Tuesday, July 22, 2014

US hospital to pay $190m for filming patients

Beware of the doctor who has anything more than a stethoscope around his neck. Perhaps even that or a pen peeping prominently out of his shirt or jacket pocket.

Illustrative of the growing possibilities that technology particularly miniaturization of electronics provides for predatory sexual behavior, a top US hospital has agreed to pay $190 million to settle claims from thousands of women who may have been surreptitiously recorded during pelvic exams by a gynecologist who committed suicide subsequent to the expose.
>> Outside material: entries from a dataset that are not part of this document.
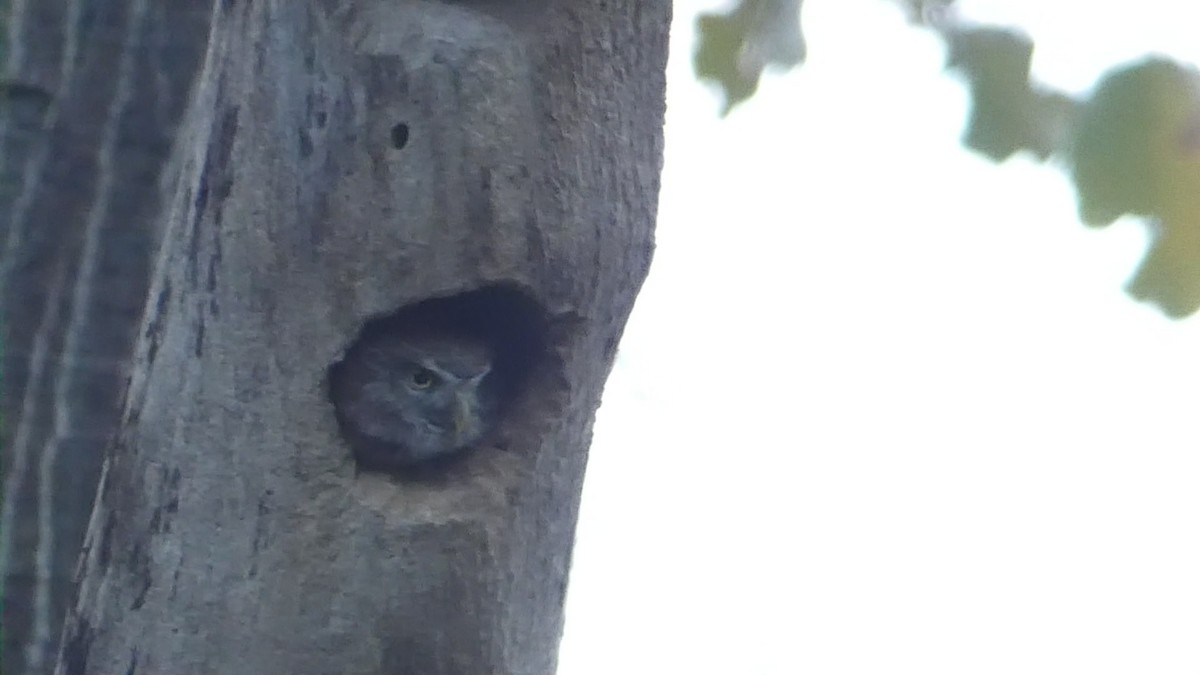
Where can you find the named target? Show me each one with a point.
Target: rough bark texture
(342, 161)
(93, 91)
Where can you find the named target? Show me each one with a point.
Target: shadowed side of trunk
(90, 99)
(351, 162)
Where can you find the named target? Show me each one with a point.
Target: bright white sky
(883, 406)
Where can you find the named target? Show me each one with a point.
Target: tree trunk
(345, 165)
(90, 97)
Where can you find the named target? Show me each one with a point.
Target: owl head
(414, 398)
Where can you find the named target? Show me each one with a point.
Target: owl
(411, 398)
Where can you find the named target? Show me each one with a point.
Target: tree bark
(90, 99)
(342, 161)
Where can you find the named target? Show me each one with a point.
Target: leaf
(1007, 114)
(735, 48)
(1137, 150)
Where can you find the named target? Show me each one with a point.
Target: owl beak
(462, 416)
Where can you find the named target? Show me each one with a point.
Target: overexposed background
(882, 405)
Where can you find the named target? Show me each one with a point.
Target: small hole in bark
(400, 136)
(483, 346)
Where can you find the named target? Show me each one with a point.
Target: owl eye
(423, 378)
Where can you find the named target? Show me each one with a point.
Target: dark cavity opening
(400, 136)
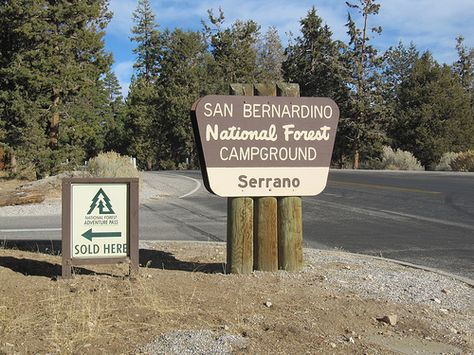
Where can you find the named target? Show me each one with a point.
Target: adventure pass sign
(99, 222)
(265, 145)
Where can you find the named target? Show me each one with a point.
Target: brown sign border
(132, 238)
(206, 161)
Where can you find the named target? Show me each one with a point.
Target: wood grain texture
(266, 234)
(239, 235)
(290, 234)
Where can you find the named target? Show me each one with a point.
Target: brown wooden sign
(265, 146)
(99, 222)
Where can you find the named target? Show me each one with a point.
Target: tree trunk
(54, 126)
(356, 164)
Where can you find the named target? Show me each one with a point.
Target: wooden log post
(265, 216)
(266, 234)
(240, 218)
(290, 221)
(239, 235)
(290, 234)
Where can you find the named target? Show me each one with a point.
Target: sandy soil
(181, 287)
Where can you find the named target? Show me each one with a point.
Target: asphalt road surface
(420, 217)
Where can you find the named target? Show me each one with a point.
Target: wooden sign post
(263, 147)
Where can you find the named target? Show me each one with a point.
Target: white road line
(198, 186)
(432, 220)
(30, 230)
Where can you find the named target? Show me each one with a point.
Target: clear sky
(430, 24)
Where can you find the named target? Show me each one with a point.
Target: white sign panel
(99, 220)
(265, 146)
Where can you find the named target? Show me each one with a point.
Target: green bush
(464, 161)
(399, 160)
(445, 161)
(111, 164)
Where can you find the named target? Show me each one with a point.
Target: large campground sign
(100, 222)
(265, 146)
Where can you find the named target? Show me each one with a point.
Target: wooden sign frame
(131, 258)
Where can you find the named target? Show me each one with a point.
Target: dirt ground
(182, 286)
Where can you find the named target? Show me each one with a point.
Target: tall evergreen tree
(234, 49)
(52, 53)
(146, 34)
(116, 134)
(140, 116)
(365, 125)
(433, 113)
(143, 95)
(464, 67)
(314, 61)
(270, 57)
(184, 77)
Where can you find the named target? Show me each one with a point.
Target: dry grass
(102, 311)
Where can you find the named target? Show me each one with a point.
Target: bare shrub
(112, 164)
(445, 161)
(464, 161)
(399, 160)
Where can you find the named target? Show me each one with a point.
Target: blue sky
(430, 24)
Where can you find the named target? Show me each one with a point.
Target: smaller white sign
(99, 221)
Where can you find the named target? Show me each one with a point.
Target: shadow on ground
(155, 259)
(163, 260)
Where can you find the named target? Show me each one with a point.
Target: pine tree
(140, 115)
(433, 113)
(234, 49)
(184, 77)
(464, 67)
(314, 61)
(142, 99)
(146, 34)
(52, 53)
(270, 57)
(116, 139)
(364, 127)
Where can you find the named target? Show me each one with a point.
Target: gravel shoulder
(182, 303)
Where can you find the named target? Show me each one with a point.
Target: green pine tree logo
(102, 202)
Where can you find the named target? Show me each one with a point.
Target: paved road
(423, 218)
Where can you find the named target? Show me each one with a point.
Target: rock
(453, 330)
(391, 319)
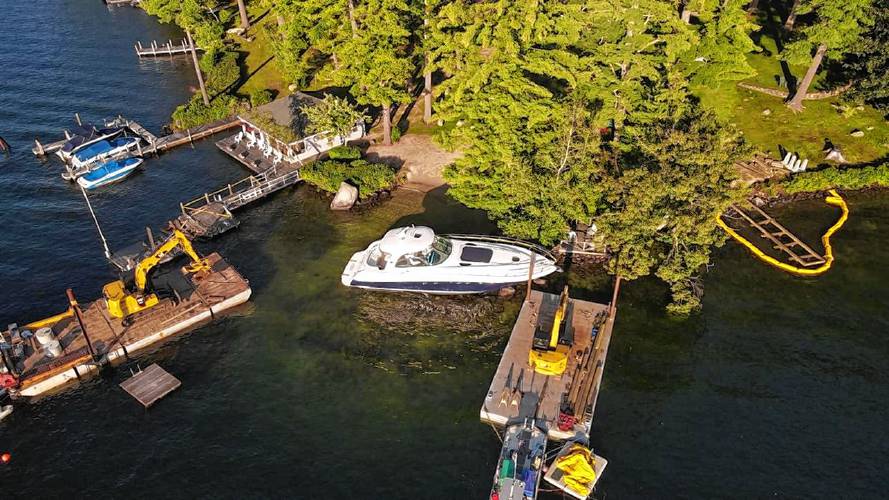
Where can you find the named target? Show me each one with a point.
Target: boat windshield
(435, 254)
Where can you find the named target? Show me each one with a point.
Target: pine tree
(377, 61)
(837, 26)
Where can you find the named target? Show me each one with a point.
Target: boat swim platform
(154, 144)
(109, 340)
(579, 384)
(150, 385)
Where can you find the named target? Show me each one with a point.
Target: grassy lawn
(257, 63)
(803, 133)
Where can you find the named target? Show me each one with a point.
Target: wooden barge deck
(578, 385)
(108, 340)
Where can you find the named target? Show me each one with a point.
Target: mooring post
(150, 237)
(197, 68)
(72, 301)
(530, 276)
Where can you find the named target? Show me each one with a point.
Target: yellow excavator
(123, 302)
(549, 349)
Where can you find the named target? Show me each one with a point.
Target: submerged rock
(345, 197)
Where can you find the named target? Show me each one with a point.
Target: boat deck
(578, 385)
(221, 288)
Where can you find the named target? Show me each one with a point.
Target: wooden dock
(108, 339)
(211, 214)
(779, 236)
(150, 385)
(169, 48)
(566, 402)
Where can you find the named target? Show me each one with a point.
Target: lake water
(778, 388)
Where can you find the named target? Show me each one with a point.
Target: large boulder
(345, 197)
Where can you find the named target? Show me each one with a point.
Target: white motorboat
(415, 259)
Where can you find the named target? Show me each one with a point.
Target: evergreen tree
(837, 26)
(868, 63)
(334, 116)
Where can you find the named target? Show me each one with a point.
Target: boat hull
(124, 171)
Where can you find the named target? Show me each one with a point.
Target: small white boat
(84, 136)
(415, 259)
(518, 472)
(102, 150)
(108, 172)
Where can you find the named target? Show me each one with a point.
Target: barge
(567, 400)
(45, 355)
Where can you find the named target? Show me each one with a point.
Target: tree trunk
(245, 21)
(791, 18)
(197, 68)
(427, 96)
(387, 124)
(796, 103)
(352, 20)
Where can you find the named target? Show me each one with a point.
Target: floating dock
(154, 144)
(82, 339)
(576, 388)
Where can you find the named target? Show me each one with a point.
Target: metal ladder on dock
(782, 239)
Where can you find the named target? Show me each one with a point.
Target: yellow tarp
(577, 469)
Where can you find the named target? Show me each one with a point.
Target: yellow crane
(123, 302)
(551, 358)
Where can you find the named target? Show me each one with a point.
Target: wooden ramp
(780, 237)
(150, 385)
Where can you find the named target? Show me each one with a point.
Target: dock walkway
(578, 387)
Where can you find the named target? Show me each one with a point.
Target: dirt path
(419, 159)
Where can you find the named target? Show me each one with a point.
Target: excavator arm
(122, 303)
(177, 240)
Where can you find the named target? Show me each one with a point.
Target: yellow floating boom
(833, 199)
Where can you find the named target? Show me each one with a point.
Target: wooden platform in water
(150, 385)
(779, 236)
(578, 385)
(168, 48)
(212, 293)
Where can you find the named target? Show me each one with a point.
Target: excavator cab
(552, 341)
(124, 299)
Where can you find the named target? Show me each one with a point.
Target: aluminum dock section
(567, 401)
(150, 385)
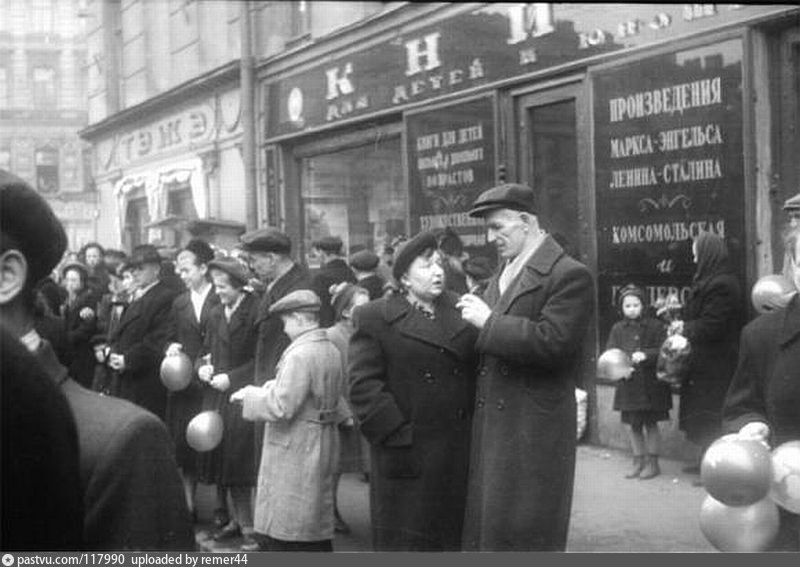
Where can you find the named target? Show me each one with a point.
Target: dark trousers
(268, 543)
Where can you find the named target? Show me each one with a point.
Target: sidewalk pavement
(609, 512)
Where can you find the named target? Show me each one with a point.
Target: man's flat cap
(364, 260)
(329, 244)
(410, 251)
(266, 240)
(506, 196)
(792, 204)
(144, 254)
(300, 300)
(78, 267)
(27, 220)
(201, 249)
(233, 267)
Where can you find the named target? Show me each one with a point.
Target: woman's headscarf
(712, 256)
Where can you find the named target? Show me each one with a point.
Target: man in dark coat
(532, 319)
(129, 480)
(42, 503)
(138, 343)
(188, 325)
(269, 257)
(365, 265)
(333, 269)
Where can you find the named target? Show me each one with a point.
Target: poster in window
(668, 165)
(451, 160)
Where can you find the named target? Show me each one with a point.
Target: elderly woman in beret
(230, 345)
(80, 320)
(411, 368)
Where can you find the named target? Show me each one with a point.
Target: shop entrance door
(550, 126)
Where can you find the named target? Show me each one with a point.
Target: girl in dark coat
(80, 321)
(642, 398)
(412, 376)
(713, 318)
(231, 344)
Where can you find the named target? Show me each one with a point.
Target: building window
(42, 16)
(3, 87)
(299, 20)
(356, 194)
(47, 170)
(44, 87)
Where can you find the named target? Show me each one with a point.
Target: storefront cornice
(735, 26)
(144, 111)
(358, 36)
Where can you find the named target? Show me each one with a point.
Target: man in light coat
(532, 319)
(294, 497)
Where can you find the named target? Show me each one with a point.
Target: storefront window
(356, 194)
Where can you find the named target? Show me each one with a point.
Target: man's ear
(13, 275)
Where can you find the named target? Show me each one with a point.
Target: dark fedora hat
(231, 266)
(300, 300)
(144, 254)
(266, 239)
(364, 260)
(28, 224)
(410, 250)
(512, 196)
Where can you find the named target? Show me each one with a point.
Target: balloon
(737, 472)
(614, 364)
(739, 528)
(785, 489)
(176, 371)
(771, 292)
(204, 432)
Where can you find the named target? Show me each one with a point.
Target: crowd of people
(446, 381)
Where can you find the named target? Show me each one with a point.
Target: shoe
(249, 544)
(221, 518)
(651, 468)
(692, 469)
(232, 530)
(638, 465)
(340, 526)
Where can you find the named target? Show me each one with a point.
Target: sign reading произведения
(669, 164)
(474, 48)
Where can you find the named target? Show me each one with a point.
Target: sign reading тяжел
(668, 165)
(451, 160)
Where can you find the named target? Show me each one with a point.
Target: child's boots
(638, 465)
(651, 468)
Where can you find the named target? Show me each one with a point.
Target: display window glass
(356, 194)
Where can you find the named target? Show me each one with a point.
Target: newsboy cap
(792, 204)
(300, 300)
(410, 250)
(144, 254)
(266, 240)
(27, 223)
(201, 249)
(329, 244)
(506, 196)
(364, 260)
(231, 266)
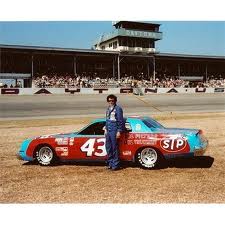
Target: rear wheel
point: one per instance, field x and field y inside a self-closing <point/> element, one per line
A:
<point x="45" y="155"/>
<point x="149" y="158"/>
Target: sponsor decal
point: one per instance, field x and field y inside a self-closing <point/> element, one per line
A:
<point x="62" y="141"/>
<point x="9" y="91"/>
<point x="219" y="90"/>
<point x="90" y="150"/>
<point x="45" y="136"/>
<point x="42" y="91"/>
<point x="126" y="90"/>
<point x="173" y="144"/>
<point x="173" y="90"/>
<point x="151" y="90"/>
<point x="126" y="152"/>
<point x="200" y="89"/>
<point x="63" y="150"/>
The case centers on Dr Nikita Levy, a prominent and popular ob-gyn for 25 years at the Johns Hopkins Community Medicine system in Baltimore, who reportedly used a camera pen strung around his neck to secretly record women for years during examinations. A female colleague who got suspicious of his behavior eventually brought it to the notice of authorities.

Investigators confronted Dr Levy found more than 1,300 videos and images during searches of Levy's home and office, most of them recorded through pen cameras and key fobs, leading to his firing in February 2013. Ten days later, he committed suicide after writing an apology note to his wife and three children.

Hopkins has been dealing with the fall-out ever since, and on Monday, the hospital announced that it would pay $190 million one of the largest settlements involving sexual misconduct by a physician to settle the case.

More than 7,000 women are expected to receive compensation from the settlement. Although Levy examined more than 12,000 women during his career at Hopkins, he began his recording them only in 2005.

The women could not be identified from the images, which were mostly of genitalia, but attorneys involved in the case said all former patients could be considered victims because of the feeling of betrayal and trauma they felt by the invasion of doctor-patient confidentiality. Each plaintiff is expected to be evaluated by a team of professionals, including a psychiatrist, and placed into one of four categories, based on the degree to which they were affected.

"Many of our clients still feel a betrayal and lack of trust and have fallen out of the medical system," Jonathan Schochor, the lead attorney for the patients in the class-action lawsuit, told the Baltimore Sun. "They stopped seeing their doctors, they stopped taking their children to doctors. They refused to see male ob-gyns, or any ob-gyn. Their lives, needless to say, have been severely and negatively impacted."

In a statement, Hopkins said the settlement would be paid through its insurance policy and "will not in any way compromise the ability" of the health system to serve its patients, staff and community. "It is our hope that this settlement, and the findings by law enforcement that the images were not shared, helps those affected achieve a measure of closure," the hospital added.

Levy, a Jamaica-born New Yorker who was 54 at the time of his suicide, was a popular ob-gyn who practiced in the poorer precincts of Baltimore. According to the Sun, he had a reputation of going out of his way to assist patients, such as driving through snow-storms to deliver a patient's child.